Félix Tshisekedi en Tanzanie : changer de modèle

« Nous en avons assez, comme ça, de servir de terre d’extraction, où nous voyons nos minerais sortir de terre à l’état brut et aller être transformés ailleurs, avoir de la valeur ajoutée ailleurs, alors que, sur notre continent, nous pouvons le faire et nous avons les moyens de le faire », a déclaré Félix Tshisekedi.

Cette phrase porte un sens caché : déplacer la création de valeur vers le continent. Le président ne rejette pas les partenariats extérieurs. Il veut davantage de transformation sur place.

L’énergie reste le verrou

« Je parlais de nos ressources humaines et, pour cela, nous devons réussir à relever plusieurs défis, notamment celui des infrastructures : la construction de routes, la construction de ports, de ponts, mais également l’accès à l’énergie », a-t-il ajouté.

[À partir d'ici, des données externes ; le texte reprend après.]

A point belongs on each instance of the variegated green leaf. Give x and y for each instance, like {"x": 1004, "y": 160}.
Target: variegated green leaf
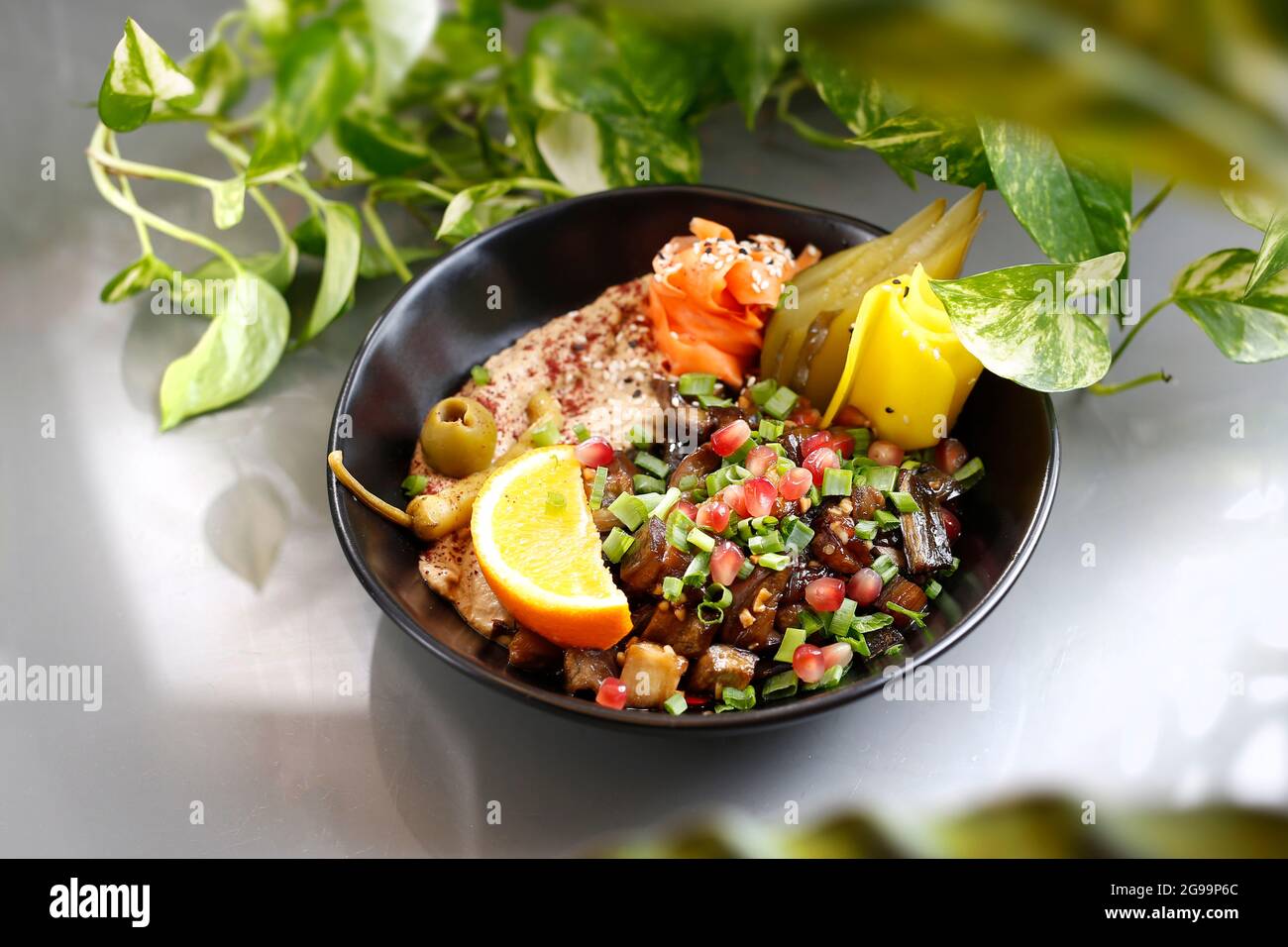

Frantz Fanon écrivait : « L’avenir sera celui qui aura le courage de le construire. » Ici, construire signifie produire et transformer sur place.

Un enjeu régional

La RDC et la Tanzanie coopèrent dans le commerce, les infrastructures, l’énergie et la sécurité. Cette ambition exige routes, énergie, capitaux et compétences techniques et industrielles.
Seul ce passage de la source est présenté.